This comparison writes itself once you look at a map: Sarandë and Corfu Town sit across the same narrow strait, sharing the same sea and nearly the same latitude, yet one costs roughly a third of the other. Here's an honest breakdown of what that price difference actually buys you — and why 'both' might be the right answer.
| Sarandë, Albania | Corfu, Greece | |
|---|---|---|
| Currency / EU status | Albanian lek; EU candidate, not EU/Schengen member | Euro; full EU and Schengen member |
| Typical daily budget (mid-range) | $55–90/day | $100–170/day |
| Beach and water quality | Excellent, comparable turquoise Ionian water | Excellent, slightly more developed beach infrastructure |
| Crowds (peak August) | Busy and growing, but still noticeably less packed | Very busy — an established, mature package-tourism market |
| Tourist infrastructure | Rapidly improving, still a bit rougher around the edges | Long-established, more polished, easier for first-timers |
| Getting there | No direct flights from the US/Australia; budget flights from UK/Europe | More direct flight options from UK/Europe; still no direct US flights to Corfu itself |
| Best for | Value-focused travelers, a more 'undiscovered' feel | Travelers wanting more polish and established infrastructure |
If budget and a less-crowded beach experience matter more than polish, Sarandë wins clearly. If you want the safety net of full EU/Schengen travel rules and a more mature tourism industry, Corfu is the easier choice. Given they're a 25-30 minute ferry apart, the honest best answer for a longer trip is: do both.

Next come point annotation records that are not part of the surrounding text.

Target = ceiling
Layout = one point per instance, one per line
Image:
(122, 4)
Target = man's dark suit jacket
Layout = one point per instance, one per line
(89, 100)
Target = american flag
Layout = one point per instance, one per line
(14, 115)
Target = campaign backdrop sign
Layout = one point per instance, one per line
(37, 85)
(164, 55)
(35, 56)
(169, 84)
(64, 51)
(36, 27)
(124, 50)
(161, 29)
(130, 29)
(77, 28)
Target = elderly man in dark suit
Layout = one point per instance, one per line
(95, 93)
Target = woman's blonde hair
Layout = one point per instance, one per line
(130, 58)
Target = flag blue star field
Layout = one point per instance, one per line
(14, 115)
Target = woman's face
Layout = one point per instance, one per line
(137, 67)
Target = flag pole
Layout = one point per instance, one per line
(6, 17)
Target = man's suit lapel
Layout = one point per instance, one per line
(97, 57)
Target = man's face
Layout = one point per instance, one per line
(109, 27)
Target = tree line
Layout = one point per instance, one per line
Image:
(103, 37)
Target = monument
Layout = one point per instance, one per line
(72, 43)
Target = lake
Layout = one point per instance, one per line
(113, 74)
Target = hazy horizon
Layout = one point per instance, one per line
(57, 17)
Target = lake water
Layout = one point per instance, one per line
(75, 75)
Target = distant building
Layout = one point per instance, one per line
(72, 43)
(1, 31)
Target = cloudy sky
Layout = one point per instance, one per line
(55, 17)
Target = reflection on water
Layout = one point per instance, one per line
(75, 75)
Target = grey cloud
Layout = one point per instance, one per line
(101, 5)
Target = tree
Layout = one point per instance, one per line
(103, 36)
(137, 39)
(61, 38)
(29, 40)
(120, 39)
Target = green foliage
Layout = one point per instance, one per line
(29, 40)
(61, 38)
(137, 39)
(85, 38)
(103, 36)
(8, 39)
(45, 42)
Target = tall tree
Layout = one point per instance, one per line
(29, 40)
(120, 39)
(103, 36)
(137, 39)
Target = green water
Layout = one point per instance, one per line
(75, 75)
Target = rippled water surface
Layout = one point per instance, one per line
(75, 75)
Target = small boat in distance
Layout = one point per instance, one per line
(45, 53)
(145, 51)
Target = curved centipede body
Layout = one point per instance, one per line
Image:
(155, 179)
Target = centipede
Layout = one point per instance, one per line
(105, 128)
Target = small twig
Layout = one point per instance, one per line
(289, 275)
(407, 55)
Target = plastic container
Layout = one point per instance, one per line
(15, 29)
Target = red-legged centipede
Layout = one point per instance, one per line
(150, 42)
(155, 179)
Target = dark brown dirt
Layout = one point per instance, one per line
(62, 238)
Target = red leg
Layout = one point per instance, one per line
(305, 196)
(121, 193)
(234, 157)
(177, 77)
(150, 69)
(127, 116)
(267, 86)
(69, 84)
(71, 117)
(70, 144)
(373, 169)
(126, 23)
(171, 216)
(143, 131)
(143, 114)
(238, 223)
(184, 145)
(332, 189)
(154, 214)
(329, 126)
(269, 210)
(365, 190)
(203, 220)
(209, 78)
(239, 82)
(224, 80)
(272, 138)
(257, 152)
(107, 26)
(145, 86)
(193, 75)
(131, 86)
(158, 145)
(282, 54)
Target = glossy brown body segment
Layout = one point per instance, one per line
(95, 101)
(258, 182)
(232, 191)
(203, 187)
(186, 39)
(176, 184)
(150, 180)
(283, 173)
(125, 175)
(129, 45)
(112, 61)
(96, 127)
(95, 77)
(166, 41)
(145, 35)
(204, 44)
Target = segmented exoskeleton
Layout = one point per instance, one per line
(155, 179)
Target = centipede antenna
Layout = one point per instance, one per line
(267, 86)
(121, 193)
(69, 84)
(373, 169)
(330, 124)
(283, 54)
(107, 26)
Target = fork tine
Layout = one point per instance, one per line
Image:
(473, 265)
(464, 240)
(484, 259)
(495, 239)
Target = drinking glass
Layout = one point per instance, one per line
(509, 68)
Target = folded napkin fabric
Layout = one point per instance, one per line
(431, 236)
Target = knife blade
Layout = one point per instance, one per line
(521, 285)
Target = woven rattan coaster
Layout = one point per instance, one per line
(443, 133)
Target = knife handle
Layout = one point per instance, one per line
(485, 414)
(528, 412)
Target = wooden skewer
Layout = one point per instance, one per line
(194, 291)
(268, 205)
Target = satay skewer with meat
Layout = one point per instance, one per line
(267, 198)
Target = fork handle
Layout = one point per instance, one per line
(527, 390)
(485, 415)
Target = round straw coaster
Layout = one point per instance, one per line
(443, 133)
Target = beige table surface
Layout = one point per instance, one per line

The one factor most comparisons miss: you can do both, easily
A high-speed passenger ferry connects Sarandë and Corfu Town in about 25–30 minutes, running multiple times daily in season. That makes this one of the easiest two-country beach combinations in Europe — spend a few days on the Albanian Riviera's cheaper, quieter beaches, hop the ferry, and finish the trip with Corfu's more polished restaurant and hotel scene, all without a single flight.

If budget is the deciding factor
Sarandë wins clearly and by a wide margin — accommodation, food, and drinks all run noticeably cheaper on the Albanian side of the strait, even accounting for Corfu's more competitive package-tour hotel rates. A week in Sarandë can genuinely cost half what the same week costs in Corfu.
If you want an easier, more familiar trip
Corfu edges ahead for first-timers to this part of the world — it's a full EU/Schengen member with the tourist infrastructure, English signage, and package-holiday familiarity that comes with decades of established tourism. Sarandë is catching up fast but still asks a little more flexibility from travelers.
Can you visit both on one trip?
Yes, and it's genuinely one of the easier two-country combinations in Europe to pull off — the ferry crossing is short, frequent in season, and doesn't require a flight or a rental-car drop-off. Most travelers combining both spend the majority of their time in Sarandë (better value) and add 1–2 days in Corfu Town for the contrast.